Sending test messages to Syslog-ng Premium Edition and Syslog-ng Store Box (4278392)

The loggen application is a tool to test and stress-test your syslog server and the connection to the server. It can send syslog messages to the server at a specified rate, using a number of connection types and protocols, including TCP, UDP, and unix domain sockets. The messages can be generated automatically (repeating the PADD string over and over), or read from a file or the standard input.

Example message generated by loggen:

Dec  4 12:13:04 syslog-ng prg00000[1234]: seq: 0000000000, thread: 0000, runid: 1543921984, stamp: 2018-12-04T12:13:04 PADDPADDPADDPADDPADDPADDPADDPADDPADDPADDPADDPADDPADDPADDPADDPADDPADDPADDPADDPADDPADDPADDPADDPADDPADDPADDPADDPADDPAD

Examples

The following section will show some example use-cases. For more options and details see section "Additional information".

Note that all options have a short and a long name. For better understanding longer names will be used.

• No options - default values

loggen 10.10.10.10 514

average rate = 1028.94 msg/sec, count=10291, time=10.001, (average) msg size=256, bandwidth=257.09 kB/sec

If running loggen only with the destination host and port the defaults are the following.

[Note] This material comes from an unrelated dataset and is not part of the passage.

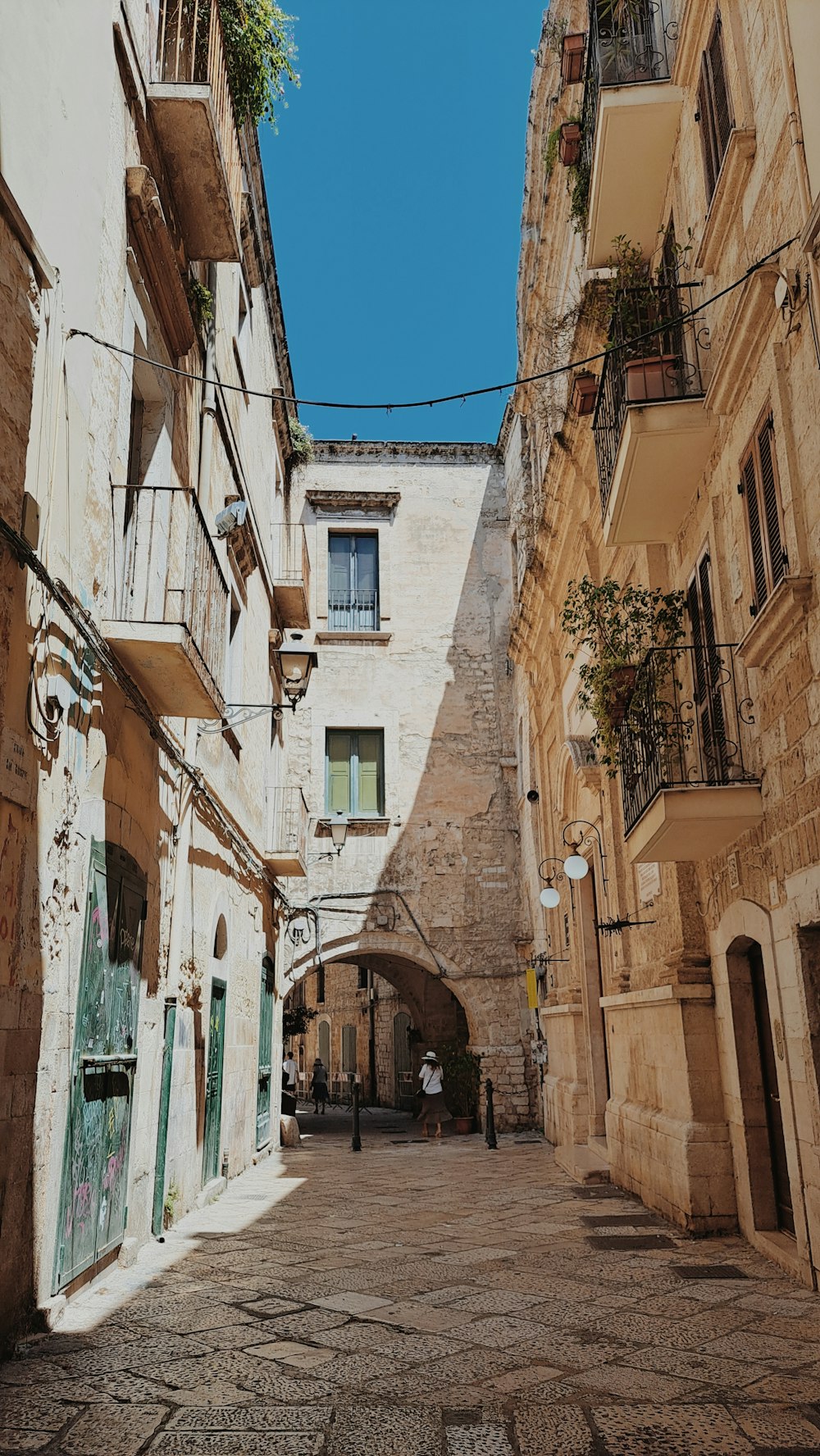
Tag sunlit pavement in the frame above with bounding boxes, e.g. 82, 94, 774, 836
0, 1109, 820, 1456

• Running time (-I, --interval=): 10 seconds
• Message rate (-r, --rate=): 1000 msg/s
• BSD-syslog protocol over TCP

• IETF format (-P, --syslog-proto)

loggen --syslog-proto 10.10.10.10 601

• Sending messages to a unix domain-socket

loggen --unix --stream /opt/syslog-ng/var/run/syslog-ng.sock

• Sending messages via UDP (-D, --dgram)

loggen --dgram 10.10.10.10 514

• Specifying message rate (2000 msg/s) and size (4096 bytes)

loggen  --rate 2000 --size 4096 10.10.10.10 514

• Specifying running time (100s) and the number of messages (20000)

loggen  --interval 100 --number 20000 10.10.10.10 514

Note that when the --interval (-I) and --number (-n) are used together, loggen will send messages until the period set in --interval expires or the amount of messages set in --number is reached, whichever happens first.

• Sending a single IETF log with SDATA (-p, --sdata)

loggen --syslog-proto --number 1 --sdata '[example@0 class="high"]' 10.10.10.10 601

• Sending TLS encrypted messages

loggen --use-ssl 10.10.10.10 601

Note that it is not possible to check the certificate of the target, or to perform mutual authentication.

• Reading messages from file

loggen --read-file /path/to/log 10.10.10.10 514

• Reading BSD-syslog messages from standard input

echo "`date '+%b %e %H:%M:%S'` $HOSTNAME loggen test message" | /opt/syslog-ng/bin/loggen 10.10.10.10 514 --read-file -

Warning! To read from standard input the dash (-) character at the end of the command line must be used.

• Sending IETF-syslog messages from standard input

HEADER="1 `date -Iseconds` $HOSTNAME loggen - - -" MSG="test message" MESSAGE="$HEADER $MSG" MSGLENGTH=`echo $MESSAGE | wc -c` echo "$MSGLENGTH $MESSAGE" | /opt/syslog-ng/bin/loggen 10.21.10.10 1000 -P -d -R -

• Sending IETF-syslog messages from standard input (UTF-8 encoded)

HEADER="1 `date -Iseconds` $HOSTNAME loggen - - -" MSG="test message" BOM=`printf '\xEF\xBB\xBF'` MESSAGE="$HEADER $BOM $MSG" MSGLENGTH=`echo $MESSAGE | wc -c` echo "$MSGLENGTH $MESSAGE" | /opt/syslog-ng/bin/loggen 10.21.10.10 1000 -P -d -R -

• Sending non-syslog formatted messages from file

loggen --read-file /path/to/log --dont-parse 10.10.10.10 514

• Sending logs without time limit (only in syslog-ng PE 7)

loggen --permanent 10.10.10.10 514

Check the administration guide of syslog-ng for available options and more detailed description of loggen.